You don’t need life insurance in retirement (April 2021)

Prior to retirement, many financial planners would logically surmise that, if you are a breadwinner, you need life insurance in the event you die prior to having amassed the amount of wealth necessary to carry your surviving spouse through retirement.  It is also logical to advise that a non-breadwinner own life insurance to cover the economic and emotional impact on a family with children still living at home. Both have a value, which a life insurance underwriter would refer to as their Economic Life Value (ELV).  However much of your ELV you choose to insure will determine the lifestyle you leave for your family and the amount of wealth they can create in your absence.  If you’ve already reached retirement, and you’ve already built up the necessary assets, then they will provide for your lifestyle and the legacy you leave behind sans any life insurance.  End of story, right? 
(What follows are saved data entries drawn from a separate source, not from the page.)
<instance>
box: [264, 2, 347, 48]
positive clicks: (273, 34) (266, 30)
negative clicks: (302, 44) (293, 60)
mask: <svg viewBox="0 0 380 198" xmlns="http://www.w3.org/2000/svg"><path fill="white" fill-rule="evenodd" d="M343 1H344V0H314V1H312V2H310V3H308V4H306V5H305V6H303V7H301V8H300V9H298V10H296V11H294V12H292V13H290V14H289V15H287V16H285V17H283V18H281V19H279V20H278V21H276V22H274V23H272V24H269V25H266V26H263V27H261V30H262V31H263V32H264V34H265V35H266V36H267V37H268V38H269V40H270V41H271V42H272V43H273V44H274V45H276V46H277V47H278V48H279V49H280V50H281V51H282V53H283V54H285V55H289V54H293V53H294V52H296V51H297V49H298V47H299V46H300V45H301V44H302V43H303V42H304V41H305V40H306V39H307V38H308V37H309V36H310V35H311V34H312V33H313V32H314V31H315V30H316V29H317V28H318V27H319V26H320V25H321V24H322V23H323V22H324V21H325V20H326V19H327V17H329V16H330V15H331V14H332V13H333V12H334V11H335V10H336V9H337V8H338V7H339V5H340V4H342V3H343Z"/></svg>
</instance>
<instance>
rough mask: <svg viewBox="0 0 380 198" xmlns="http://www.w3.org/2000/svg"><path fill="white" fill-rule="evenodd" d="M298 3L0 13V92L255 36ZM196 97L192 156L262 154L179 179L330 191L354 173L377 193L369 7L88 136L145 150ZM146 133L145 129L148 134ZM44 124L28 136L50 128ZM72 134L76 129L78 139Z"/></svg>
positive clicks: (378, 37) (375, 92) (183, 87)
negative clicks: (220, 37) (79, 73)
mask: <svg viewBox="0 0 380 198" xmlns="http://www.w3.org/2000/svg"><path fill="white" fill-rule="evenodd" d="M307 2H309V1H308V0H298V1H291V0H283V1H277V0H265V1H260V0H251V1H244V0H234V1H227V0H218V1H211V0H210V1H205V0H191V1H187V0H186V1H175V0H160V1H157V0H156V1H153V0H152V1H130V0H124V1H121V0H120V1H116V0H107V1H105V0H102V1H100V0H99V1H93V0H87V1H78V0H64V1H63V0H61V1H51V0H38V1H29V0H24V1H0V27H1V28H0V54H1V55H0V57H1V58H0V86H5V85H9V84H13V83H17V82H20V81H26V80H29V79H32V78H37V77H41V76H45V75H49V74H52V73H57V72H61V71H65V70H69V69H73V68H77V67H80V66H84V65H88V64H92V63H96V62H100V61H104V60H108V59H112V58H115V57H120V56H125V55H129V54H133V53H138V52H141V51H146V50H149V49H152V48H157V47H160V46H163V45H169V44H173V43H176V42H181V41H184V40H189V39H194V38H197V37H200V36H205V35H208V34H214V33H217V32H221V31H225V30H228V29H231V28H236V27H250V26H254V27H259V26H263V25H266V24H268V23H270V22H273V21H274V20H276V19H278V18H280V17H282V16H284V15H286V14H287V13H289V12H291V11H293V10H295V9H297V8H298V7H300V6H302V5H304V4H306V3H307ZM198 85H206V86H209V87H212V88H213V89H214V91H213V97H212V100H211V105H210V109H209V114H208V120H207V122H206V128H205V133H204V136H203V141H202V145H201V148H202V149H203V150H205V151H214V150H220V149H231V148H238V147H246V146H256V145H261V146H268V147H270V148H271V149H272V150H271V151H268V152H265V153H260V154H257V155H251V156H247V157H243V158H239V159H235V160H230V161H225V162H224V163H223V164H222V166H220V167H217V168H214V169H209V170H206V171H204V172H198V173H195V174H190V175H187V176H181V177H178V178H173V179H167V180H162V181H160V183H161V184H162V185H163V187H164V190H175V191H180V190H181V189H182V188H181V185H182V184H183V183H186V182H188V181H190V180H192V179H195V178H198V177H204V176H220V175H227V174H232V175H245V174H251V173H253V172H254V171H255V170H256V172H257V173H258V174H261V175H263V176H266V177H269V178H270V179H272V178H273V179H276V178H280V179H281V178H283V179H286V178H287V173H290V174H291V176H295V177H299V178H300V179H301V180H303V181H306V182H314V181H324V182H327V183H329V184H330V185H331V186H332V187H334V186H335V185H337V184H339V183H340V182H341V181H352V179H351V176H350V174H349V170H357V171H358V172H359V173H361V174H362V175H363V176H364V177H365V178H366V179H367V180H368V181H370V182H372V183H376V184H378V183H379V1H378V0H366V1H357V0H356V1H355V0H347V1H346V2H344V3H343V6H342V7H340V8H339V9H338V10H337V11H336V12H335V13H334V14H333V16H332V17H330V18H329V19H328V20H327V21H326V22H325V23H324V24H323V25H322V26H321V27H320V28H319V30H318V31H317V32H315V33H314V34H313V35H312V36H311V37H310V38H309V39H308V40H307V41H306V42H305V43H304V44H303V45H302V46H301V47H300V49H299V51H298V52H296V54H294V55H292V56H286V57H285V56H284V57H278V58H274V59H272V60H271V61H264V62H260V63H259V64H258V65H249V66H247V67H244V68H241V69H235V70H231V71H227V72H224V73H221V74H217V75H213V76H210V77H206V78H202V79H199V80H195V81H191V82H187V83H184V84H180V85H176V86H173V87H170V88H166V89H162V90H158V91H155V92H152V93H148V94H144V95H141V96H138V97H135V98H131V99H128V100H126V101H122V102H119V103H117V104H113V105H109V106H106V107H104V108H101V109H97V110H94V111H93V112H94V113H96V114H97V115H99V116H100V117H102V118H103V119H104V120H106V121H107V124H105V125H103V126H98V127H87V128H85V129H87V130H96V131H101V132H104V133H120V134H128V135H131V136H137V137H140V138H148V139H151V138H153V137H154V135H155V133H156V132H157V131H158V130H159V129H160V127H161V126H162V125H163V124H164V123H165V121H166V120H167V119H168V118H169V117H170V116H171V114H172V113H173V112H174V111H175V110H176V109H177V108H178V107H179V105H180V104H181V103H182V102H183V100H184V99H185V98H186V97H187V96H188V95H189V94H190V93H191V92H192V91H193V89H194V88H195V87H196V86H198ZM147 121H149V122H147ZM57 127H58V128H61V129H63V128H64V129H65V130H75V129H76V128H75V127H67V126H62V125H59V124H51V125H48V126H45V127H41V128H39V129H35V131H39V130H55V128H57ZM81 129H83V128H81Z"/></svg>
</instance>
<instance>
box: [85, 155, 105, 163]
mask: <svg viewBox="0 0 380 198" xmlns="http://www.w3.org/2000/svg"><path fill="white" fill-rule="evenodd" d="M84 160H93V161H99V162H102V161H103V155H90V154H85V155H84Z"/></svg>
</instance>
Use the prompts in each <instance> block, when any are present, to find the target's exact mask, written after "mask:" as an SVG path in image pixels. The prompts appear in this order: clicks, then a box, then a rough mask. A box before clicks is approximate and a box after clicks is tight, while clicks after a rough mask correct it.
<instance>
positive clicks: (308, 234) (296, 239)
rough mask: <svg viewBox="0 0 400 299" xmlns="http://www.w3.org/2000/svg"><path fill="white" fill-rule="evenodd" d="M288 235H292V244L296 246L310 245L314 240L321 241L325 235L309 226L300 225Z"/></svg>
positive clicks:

Well, maybe not.  In retirement, your assets can ‘die’ due to a market downturn, taxes increasing, a health event, etc.  You may want to own ‘asset insurance’ to insure that neither your lifestyle nor your legacy will change when one of these events occurs.  Asset insurance is based on how much you have in assets rather than on your ELV as in the case of life insurance.  Most planners would argue that you’ll have more money for retirement if you don’t buy ‘expensive’ life insurance that lasts your whole life (i.e. asset insurance).  And the numbers may bear that out in many cases.  But that begs the question as to what your goal is as you enter retirement: Do you want to have more wealth for retirement OR do you want to have the ability to spend and enjoy more wealth in retirement?  In laymen’s terms, would you want a bigger pile of money generating less income or a smaller pile generating more?  What about control?  Do you want to be out of control when it comes to the world around you: market fluctuations, tax law changes, inflation, etc. or do you want to be in control? 

There are 3 things everyone wants when building their retirement plan: 1) Maximum income, 2) Peace of mind: to know they can’t outlive it, and 3) Legacy: for a spouse, children, grand-children, charity, etc.  If all you have are assets, they have to perform all 3 jobs.  That puts a lot of pressure on them and subjects them to the full impact of the outside world.  It also creates a lot of work and decision making for you as to how to position those assets to do all 3 jobs all the time under constantly changing circumstances.  If you own assets plus asset insurance, the assets only have to perform job #1.  The asset insurance covers jobs #2 and #3 and helps to buffer the impact of the outside world.  This takes pressure off of your assets and enables them to provide you with more income than in the assets only approach. 

So again, given the choices: 1) bigger pile, less income, out of control or 2) smaller pile, more income, in control, which would you want?  As I stated in the title, you don’t need life insurance in retirement. But depending on how you answered that question, you may want asset insurance.

Have a wonderful weekend and enjoy those May flowers coming our way!